Missouri struggles to process Medicaid applications

Missourians applying for Medicaid are now waiting nearly four months on average for those applications to be processed.

Since the state implemented the Medicaid expansion in October — opening the door to most Missourians making less than 138% of the federal poverty level — wait times have skyrocketed.

In February, Missourians waited more than two and a half times 45 days the federal government says states should take to determine if someone is eligible.

Timothy McBride, professor at the University of Washington spoke with KBIA journalist Sebastián Martínez Valdivia about the difficult state situation. McBride studies health policy and chaired the oversight committee for MO HealthNet — Missouri’s Medicaid program — from 2012 to 2019.

Sebastien Martinez Valdivia: How unusual are the wait times facing Medicaid applicants in Missouri right now?

Timothy McBride: Very unusual. In fact, I’ve been watching this for probably almost a decade and it’s the highest number of days pending I’ve ever seen. There was a time when I was chair of the Medicaid oversight committee where the number of days on hold was about 90, and we thought that was pretty high at the time.

Martinez Valdivia: And what do you think are the main factors contributing to the sharp increase in wait times?

McBride: Several factors unfortunately.
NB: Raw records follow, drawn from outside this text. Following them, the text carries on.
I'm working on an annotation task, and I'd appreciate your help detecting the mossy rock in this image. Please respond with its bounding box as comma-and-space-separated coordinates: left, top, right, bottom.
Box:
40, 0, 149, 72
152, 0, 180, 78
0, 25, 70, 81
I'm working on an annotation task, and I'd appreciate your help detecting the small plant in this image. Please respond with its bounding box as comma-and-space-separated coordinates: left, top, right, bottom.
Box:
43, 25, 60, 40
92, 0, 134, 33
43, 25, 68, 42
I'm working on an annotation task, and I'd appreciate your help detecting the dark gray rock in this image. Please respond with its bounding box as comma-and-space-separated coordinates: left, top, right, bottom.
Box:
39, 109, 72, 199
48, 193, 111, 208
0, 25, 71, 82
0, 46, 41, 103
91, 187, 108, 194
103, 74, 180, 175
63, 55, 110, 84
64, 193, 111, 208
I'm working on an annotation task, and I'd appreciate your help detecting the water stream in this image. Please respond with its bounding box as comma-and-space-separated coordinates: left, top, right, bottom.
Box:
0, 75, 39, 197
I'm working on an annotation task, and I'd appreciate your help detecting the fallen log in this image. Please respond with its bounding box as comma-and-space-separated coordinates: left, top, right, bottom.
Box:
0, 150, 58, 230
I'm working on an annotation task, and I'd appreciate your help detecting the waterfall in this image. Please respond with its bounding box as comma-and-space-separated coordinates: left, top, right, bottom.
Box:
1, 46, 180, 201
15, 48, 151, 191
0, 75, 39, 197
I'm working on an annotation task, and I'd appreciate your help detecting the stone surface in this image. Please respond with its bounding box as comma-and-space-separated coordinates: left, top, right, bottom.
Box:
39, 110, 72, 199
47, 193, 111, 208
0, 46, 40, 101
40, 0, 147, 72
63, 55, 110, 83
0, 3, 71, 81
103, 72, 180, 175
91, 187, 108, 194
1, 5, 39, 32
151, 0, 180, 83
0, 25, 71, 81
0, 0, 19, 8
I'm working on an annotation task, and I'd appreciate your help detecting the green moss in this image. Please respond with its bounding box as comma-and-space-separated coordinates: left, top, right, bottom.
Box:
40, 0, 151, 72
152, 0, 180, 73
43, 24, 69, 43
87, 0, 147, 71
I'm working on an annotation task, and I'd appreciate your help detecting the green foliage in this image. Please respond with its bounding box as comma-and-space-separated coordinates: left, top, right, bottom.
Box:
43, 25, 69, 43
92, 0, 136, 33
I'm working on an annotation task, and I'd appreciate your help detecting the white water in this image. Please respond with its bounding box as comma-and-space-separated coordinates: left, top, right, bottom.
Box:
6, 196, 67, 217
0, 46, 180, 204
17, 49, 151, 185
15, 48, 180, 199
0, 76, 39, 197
I think when I looked at that there were probably 150,000 applicants over a period of about four months and a lot of them were from the federal market.

So if people end apply through the marketplace and then he tells them, ‘Well, you’re actually eligible for Medicaid.’ Then when the claimants come in, there are probably three or four issues that we face at the state level. They’re understaffed because they have a lot of turnover, and that’s probably because of pay issues and other issues. Then, actually, some people are out a lot because of COVID, so that’s another issue.
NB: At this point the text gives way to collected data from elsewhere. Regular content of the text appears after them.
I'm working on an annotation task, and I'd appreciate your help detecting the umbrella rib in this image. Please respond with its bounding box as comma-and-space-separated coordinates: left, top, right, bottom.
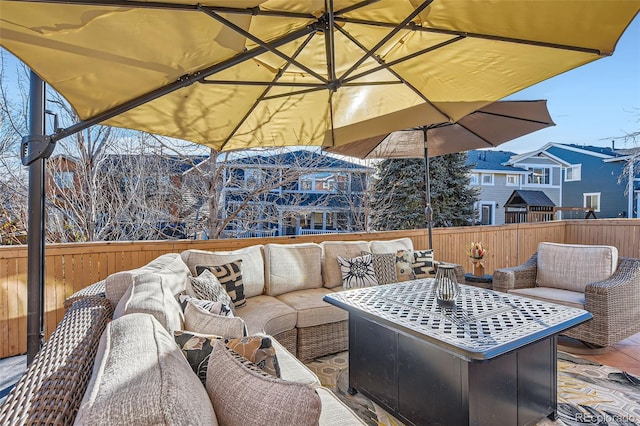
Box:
335, 17, 603, 55
51, 25, 317, 143
218, 32, 316, 151
335, 0, 380, 16
261, 87, 327, 101
473, 110, 555, 126
335, 24, 453, 122
343, 35, 465, 84
339, 0, 434, 82
198, 5, 329, 84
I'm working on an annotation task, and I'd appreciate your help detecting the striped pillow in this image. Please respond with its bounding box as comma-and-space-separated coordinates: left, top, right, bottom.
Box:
196, 260, 246, 308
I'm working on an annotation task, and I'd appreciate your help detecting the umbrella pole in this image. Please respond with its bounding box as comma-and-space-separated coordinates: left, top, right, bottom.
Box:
24, 71, 48, 365
422, 127, 433, 250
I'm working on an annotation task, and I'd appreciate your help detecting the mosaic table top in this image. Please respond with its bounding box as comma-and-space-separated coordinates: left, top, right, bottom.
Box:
324, 279, 592, 360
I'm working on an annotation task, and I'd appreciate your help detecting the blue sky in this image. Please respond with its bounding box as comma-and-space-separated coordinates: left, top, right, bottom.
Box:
500, 15, 640, 154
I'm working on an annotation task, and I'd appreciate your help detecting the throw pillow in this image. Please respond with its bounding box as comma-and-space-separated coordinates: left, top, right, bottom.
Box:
412, 249, 436, 279
188, 269, 234, 309
196, 260, 246, 308
174, 331, 281, 385
396, 250, 416, 282
337, 254, 378, 289
206, 341, 321, 426
178, 294, 233, 317
183, 301, 247, 338
362, 251, 397, 285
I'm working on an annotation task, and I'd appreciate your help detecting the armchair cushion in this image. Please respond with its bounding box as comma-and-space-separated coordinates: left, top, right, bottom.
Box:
536, 243, 618, 293
510, 287, 585, 310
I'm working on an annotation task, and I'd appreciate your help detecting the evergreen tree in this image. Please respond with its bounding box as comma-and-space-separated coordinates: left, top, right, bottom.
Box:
370, 153, 478, 231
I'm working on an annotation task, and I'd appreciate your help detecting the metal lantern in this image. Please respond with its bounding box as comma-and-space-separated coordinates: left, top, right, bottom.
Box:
434, 264, 460, 306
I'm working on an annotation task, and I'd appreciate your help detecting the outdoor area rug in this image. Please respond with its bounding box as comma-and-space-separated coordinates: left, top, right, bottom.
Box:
305, 351, 640, 426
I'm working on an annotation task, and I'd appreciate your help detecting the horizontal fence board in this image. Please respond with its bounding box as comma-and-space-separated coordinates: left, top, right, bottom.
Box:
1, 220, 638, 359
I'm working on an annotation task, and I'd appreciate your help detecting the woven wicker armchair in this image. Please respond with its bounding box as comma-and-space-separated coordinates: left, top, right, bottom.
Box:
494, 252, 640, 348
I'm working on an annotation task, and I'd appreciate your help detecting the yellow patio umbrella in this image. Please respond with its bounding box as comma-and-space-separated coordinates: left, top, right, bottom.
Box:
1, 0, 638, 361
1, 1, 638, 150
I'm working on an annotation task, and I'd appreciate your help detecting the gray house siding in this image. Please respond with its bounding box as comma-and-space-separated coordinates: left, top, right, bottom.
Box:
546, 146, 629, 218
472, 173, 523, 224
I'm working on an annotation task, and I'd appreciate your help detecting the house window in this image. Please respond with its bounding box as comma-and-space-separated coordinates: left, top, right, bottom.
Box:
300, 178, 312, 191
584, 193, 601, 212
481, 174, 494, 185
53, 171, 74, 189
565, 165, 581, 182
469, 173, 479, 185
527, 167, 550, 185
245, 169, 262, 189
506, 174, 519, 186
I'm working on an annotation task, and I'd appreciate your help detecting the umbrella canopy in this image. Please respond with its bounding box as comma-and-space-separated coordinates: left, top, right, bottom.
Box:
0, 1, 637, 150
327, 100, 555, 159
327, 99, 556, 248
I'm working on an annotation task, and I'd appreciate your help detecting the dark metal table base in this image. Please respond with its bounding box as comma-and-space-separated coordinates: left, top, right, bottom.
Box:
349, 315, 558, 426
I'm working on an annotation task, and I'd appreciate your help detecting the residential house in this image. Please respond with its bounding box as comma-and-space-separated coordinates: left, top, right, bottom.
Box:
183, 150, 372, 238
510, 143, 639, 219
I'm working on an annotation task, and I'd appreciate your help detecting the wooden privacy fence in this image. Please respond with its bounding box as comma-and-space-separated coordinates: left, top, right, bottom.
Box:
1, 219, 638, 359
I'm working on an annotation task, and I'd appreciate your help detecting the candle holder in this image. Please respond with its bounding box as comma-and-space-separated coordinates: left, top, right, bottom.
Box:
434, 264, 460, 306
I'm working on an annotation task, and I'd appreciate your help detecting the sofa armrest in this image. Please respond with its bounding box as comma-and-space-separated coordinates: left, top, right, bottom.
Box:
493, 253, 538, 293
0, 296, 113, 425
582, 257, 640, 333
63, 280, 107, 310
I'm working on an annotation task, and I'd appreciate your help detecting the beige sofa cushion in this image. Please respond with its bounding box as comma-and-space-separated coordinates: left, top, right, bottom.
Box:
112, 273, 183, 334
277, 288, 349, 328
536, 243, 618, 292
105, 253, 190, 306
369, 237, 414, 254
510, 287, 586, 310
181, 246, 265, 298
235, 295, 297, 336
263, 243, 323, 296
320, 241, 371, 289
75, 313, 217, 426
206, 340, 321, 426
184, 301, 247, 338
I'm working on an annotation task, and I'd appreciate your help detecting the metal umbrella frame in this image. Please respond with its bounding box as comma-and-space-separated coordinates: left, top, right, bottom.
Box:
0, 1, 637, 360
327, 100, 556, 248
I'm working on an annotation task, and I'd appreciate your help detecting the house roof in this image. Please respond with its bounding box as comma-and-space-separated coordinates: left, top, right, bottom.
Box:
226, 150, 371, 171
504, 190, 556, 208
466, 150, 527, 172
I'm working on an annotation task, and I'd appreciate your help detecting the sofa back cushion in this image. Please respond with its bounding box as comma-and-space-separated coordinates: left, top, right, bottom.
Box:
369, 237, 414, 254
75, 313, 217, 426
263, 243, 323, 296
320, 241, 371, 288
536, 242, 618, 292
181, 246, 265, 298
105, 253, 190, 306
112, 272, 184, 335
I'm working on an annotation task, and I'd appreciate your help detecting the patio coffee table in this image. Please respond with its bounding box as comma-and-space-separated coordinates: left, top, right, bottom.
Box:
323, 280, 592, 426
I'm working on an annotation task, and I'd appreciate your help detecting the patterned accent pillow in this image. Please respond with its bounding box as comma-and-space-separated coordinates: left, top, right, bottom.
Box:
178, 294, 233, 317
336, 254, 378, 289
188, 269, 234, 310
174, 331, 280, 385
196, 260, 246, 308
412, 249, 436, 279
396, 250, 416, 282
361, 251, 397, 285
Martinez Valdivia: The state says staff turnover is a major contributor to the difficulties they face. You chaired the oversight committee of the MO HealthNet for many years: is this a new problem for the Ministry of Social Services?

McBride: I think it’s more acute now than it’s ever been – you know, I’m not here every day but from what I’ve heard. And I think we’ve historically paid our government employees about the lowest in the country and it just hasn’t increased much and this problem is going to continue. And obviously, that was a discussion that the Legislature was also having after the Governor proposed raising salaries. So I think that’s always been a problem and I remember hearing about it, but I think it’s become more of a problem now, especially as we come out of the pandemic.

Martinez Valdivia: Are there any immediate changes Missouri could make to speed up the process for applicants?

McBride: Well, there are several things that I think people have been coming up with for a while. And I think we’ve actually seen this week – every week the state releases a number of people enrolled in the Medicaid expansion and it’s gone from about 18,000 this week to over 100,000 enrollees now.

So what seems to be happening is that the state is now looking at people in a few categories, including the pregnant women category and the MO Healthnet category for families, and if they’re eligible for the expansion, they move them. Frankly, I think it could have been done a long time ago, closer to October, and I’m not exactly sure what took so long.

So to answer your question, I think there are well-known ways to handle this that other states have used that I’m not sure our state uses.